Egwene fez uma mesura, mas mostrou a língua quando a Aceita se virou para ir embora. Apesar de Sheriam ter colocado seu nome no livro das noviças no dia anterior, a menina já sabia que não gostava de Pietra. Ela abriu a porta e entrou.

O aposento era pequeno e simples, com paredes brancas, e dentro dele, sentada em um dos bancos duros, havia uma moça cujos cabelos dourados levemente avermelhados caíam sobre os ombros. O chão não tinha tapetes: as noviças não costumavam circular por aposentos que os tivessem. Egwene julgou que a garota devia ter mais ou menos a sua idade, mas sua postura transmitia uma dignidade e uma autoconfiança que a faziam parecer mais velha. O vestido de noviça, de corte simples, parecia cair melhor nela. Ficava elegante. Era isso.

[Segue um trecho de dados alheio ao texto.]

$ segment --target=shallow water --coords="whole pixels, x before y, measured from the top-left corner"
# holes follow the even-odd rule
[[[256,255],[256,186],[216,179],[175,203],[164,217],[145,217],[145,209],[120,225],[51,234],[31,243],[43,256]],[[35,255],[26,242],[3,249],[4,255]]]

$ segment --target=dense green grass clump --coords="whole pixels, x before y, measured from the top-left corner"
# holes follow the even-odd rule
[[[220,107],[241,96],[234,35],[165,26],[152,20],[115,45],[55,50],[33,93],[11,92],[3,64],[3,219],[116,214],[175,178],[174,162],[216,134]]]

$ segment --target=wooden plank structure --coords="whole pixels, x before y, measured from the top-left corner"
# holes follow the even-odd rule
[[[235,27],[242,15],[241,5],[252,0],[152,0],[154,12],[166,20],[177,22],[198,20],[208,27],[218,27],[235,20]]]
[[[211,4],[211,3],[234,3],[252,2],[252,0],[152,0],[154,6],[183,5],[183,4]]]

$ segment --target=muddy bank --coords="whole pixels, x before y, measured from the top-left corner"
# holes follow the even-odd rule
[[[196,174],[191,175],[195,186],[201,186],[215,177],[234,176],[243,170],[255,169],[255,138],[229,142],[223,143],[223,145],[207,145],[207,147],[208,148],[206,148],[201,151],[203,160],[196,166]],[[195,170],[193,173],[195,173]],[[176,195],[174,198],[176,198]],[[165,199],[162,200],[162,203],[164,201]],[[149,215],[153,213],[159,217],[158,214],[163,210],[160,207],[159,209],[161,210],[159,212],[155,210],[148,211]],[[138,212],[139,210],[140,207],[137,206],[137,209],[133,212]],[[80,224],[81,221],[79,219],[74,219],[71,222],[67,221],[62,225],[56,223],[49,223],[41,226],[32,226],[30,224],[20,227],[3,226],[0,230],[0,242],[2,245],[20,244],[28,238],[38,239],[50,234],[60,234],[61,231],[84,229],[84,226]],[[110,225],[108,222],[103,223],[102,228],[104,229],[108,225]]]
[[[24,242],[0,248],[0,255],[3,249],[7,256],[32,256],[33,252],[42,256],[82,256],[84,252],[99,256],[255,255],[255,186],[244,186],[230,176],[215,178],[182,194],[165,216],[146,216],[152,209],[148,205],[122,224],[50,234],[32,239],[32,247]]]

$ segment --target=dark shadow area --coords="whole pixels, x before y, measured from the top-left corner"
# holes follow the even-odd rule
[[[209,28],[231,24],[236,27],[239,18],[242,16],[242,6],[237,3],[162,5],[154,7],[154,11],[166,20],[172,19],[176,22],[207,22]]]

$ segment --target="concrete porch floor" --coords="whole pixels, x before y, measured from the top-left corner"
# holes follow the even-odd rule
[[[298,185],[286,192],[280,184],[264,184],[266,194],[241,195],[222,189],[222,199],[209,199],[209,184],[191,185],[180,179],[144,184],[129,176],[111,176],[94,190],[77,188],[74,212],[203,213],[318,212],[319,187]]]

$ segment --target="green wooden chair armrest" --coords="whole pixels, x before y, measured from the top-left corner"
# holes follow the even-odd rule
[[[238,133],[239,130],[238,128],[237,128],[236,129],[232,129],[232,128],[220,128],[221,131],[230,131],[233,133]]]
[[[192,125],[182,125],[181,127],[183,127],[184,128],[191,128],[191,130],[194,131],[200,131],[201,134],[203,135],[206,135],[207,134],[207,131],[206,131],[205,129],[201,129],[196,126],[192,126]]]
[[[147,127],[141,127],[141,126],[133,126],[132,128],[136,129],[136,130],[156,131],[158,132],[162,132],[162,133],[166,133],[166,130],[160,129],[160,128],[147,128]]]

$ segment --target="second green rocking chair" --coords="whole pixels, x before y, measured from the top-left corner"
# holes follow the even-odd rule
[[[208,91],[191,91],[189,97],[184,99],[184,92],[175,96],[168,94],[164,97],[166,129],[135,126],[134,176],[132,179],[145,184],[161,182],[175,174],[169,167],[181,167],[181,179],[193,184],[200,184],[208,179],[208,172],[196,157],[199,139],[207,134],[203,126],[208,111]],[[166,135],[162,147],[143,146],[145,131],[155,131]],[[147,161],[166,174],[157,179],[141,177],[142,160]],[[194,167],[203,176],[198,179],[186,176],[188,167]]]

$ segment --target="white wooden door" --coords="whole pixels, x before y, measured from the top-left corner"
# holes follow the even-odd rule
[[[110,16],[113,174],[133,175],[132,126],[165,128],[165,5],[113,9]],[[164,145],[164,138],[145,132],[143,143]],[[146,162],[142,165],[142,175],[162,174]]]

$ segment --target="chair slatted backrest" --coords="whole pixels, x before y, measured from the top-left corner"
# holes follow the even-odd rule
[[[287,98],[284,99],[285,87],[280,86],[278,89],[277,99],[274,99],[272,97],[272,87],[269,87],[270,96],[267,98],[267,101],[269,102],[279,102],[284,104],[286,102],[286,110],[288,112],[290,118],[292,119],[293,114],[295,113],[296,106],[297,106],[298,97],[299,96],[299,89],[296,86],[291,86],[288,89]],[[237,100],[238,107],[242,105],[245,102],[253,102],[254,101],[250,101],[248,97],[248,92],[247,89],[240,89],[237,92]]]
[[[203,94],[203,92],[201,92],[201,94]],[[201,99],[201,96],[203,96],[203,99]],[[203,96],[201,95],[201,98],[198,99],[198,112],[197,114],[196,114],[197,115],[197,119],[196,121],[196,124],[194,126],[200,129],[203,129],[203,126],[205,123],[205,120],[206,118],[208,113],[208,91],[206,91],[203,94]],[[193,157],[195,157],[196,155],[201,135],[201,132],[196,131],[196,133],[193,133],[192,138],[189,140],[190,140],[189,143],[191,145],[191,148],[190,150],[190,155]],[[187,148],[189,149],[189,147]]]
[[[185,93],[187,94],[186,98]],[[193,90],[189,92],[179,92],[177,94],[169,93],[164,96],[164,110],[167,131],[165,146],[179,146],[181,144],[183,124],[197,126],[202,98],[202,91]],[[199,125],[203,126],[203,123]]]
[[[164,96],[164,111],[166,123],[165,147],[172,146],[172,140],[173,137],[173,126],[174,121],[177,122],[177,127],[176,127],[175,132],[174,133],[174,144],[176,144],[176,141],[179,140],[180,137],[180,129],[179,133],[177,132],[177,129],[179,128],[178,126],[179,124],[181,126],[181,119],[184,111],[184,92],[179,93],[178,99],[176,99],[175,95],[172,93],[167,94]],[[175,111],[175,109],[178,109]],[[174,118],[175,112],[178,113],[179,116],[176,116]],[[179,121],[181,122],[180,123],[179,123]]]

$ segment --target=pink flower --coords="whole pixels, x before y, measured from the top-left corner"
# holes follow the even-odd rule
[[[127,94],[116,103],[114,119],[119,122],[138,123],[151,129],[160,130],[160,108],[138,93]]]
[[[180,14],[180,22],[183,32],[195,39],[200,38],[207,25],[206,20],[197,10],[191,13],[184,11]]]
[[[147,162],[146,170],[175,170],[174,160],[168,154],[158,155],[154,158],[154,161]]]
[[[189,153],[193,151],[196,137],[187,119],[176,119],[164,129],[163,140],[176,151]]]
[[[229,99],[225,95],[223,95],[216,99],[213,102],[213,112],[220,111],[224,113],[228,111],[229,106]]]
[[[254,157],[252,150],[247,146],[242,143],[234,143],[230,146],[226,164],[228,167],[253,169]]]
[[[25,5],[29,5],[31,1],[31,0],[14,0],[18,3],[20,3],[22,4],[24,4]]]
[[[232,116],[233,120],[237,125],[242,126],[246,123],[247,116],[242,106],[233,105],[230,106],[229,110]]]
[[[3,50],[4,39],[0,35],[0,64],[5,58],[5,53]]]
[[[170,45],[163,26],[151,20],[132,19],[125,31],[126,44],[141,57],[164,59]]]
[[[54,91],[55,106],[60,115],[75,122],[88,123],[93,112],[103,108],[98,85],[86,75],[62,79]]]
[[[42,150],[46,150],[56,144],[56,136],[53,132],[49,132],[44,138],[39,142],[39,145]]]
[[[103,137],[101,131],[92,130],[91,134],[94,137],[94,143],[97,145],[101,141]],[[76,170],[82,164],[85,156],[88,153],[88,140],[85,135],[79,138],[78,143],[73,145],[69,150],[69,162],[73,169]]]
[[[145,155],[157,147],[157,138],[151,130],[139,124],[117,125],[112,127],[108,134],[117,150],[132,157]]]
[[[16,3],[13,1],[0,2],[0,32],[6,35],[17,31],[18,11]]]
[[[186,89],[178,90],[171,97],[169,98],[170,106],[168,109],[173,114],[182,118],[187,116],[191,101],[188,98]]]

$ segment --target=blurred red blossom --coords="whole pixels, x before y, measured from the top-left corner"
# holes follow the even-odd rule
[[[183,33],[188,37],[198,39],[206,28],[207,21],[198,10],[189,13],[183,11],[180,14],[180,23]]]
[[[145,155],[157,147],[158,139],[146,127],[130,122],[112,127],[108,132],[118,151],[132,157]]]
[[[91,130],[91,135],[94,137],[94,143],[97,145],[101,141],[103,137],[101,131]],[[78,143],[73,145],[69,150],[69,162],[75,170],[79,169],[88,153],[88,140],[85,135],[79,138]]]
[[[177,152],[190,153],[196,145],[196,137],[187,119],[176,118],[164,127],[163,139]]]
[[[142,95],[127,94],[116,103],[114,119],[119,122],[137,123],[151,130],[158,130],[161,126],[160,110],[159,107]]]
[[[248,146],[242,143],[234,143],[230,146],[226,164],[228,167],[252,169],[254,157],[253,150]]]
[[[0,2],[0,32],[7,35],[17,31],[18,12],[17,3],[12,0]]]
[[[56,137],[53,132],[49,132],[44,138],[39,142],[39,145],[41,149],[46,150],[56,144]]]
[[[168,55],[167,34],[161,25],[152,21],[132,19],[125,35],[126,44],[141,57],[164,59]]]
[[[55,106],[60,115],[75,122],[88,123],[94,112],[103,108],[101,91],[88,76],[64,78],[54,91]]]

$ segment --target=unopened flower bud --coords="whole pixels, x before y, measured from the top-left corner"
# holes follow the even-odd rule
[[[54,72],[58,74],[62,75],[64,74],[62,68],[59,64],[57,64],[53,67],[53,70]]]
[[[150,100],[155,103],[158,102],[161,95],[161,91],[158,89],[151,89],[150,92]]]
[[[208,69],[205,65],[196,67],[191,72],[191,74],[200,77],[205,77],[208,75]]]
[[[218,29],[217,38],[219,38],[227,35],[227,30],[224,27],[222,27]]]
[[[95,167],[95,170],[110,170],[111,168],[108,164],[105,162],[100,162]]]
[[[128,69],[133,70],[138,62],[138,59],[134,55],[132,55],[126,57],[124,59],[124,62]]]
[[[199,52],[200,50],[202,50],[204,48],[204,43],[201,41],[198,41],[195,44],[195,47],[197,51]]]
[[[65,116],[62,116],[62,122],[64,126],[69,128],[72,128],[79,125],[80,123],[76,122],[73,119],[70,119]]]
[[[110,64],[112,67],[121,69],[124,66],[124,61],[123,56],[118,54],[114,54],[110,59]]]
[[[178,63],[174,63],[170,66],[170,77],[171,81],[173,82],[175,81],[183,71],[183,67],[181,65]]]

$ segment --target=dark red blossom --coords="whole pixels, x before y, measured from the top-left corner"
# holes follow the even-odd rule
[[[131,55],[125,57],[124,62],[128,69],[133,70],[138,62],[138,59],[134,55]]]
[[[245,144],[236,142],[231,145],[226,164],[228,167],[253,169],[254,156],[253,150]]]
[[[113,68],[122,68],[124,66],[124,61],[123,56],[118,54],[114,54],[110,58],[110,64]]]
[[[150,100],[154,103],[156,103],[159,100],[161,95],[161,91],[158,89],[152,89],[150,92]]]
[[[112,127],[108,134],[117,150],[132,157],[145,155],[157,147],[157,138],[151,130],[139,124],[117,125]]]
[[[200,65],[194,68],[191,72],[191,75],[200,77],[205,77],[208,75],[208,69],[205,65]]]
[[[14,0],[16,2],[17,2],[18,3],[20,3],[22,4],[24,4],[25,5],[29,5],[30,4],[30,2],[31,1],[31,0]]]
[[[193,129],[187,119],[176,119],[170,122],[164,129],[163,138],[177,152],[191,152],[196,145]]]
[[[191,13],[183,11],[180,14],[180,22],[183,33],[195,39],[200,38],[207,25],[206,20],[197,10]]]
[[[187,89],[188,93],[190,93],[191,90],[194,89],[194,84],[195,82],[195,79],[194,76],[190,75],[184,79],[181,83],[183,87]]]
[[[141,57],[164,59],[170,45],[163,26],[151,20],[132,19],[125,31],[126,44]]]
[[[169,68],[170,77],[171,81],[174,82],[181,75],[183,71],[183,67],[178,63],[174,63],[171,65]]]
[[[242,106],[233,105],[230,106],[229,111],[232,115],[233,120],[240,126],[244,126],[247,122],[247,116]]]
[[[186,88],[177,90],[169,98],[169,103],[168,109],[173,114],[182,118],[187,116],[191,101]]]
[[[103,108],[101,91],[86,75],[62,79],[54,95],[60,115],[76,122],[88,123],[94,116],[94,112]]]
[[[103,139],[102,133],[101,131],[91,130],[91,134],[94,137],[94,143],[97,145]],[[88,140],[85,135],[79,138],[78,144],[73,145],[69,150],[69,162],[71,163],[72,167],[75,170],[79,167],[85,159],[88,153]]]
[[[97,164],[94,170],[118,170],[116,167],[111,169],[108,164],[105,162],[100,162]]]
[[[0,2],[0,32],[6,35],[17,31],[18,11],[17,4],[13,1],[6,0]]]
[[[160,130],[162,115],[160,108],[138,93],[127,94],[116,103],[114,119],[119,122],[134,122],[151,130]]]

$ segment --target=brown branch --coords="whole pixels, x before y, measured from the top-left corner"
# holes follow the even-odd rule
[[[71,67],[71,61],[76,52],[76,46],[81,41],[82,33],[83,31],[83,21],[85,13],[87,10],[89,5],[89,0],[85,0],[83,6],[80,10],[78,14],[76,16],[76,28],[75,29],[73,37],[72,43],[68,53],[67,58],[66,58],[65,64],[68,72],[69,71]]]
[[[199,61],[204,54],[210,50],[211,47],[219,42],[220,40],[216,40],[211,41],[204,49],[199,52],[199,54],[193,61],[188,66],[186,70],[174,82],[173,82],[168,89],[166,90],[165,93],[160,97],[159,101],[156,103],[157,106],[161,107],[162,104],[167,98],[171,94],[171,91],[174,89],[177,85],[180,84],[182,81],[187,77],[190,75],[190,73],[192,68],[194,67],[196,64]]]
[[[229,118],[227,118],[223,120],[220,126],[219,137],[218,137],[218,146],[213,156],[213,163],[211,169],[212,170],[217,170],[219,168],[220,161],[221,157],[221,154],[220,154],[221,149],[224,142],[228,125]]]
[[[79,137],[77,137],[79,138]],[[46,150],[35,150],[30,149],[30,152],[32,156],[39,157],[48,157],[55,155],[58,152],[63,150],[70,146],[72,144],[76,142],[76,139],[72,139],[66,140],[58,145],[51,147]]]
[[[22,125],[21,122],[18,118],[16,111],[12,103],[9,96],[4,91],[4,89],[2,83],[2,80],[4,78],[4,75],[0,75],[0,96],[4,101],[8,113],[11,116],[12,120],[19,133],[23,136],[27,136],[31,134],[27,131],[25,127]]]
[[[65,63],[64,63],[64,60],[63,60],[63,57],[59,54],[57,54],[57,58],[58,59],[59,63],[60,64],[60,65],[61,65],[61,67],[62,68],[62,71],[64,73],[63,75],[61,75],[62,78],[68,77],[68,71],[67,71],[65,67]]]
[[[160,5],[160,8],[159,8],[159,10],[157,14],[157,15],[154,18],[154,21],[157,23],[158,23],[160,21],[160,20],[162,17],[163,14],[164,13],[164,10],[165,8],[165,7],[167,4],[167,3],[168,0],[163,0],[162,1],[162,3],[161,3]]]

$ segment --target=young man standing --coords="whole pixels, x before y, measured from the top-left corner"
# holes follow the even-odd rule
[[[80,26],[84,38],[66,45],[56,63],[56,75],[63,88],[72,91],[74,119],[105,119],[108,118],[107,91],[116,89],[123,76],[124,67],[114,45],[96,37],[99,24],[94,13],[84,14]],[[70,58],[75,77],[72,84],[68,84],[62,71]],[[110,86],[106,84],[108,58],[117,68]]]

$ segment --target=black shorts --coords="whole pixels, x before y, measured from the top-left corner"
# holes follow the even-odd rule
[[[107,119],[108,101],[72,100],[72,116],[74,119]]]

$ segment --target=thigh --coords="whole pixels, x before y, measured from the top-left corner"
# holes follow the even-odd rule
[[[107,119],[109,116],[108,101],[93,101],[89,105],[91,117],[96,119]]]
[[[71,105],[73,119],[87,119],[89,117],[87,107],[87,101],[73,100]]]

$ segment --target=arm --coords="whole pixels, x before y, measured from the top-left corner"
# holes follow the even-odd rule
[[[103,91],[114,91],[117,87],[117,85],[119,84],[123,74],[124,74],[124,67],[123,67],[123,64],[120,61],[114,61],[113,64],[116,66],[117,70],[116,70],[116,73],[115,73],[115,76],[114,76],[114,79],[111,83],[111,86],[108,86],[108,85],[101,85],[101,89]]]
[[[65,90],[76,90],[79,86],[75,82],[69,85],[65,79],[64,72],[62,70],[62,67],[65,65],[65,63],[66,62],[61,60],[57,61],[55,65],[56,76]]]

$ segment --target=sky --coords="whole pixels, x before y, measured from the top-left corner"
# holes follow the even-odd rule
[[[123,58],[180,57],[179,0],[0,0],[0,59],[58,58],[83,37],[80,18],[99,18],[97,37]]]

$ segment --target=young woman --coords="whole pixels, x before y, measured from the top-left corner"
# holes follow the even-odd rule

— Meu nome é Elayne — apresentou-se ela, então inclinou a cabeça, estudando Egwene. — E você é Egwene, de Campo de Emond, em Dois Rios. — Ela falou como se aquilo significasse alguma coisa, mas prosseguiu, sem parar: — Uma noviça que já está aqui há algum tempo é sempre designada para orientar uma recém-chegada durante alguns dias. Sente-se, por favor.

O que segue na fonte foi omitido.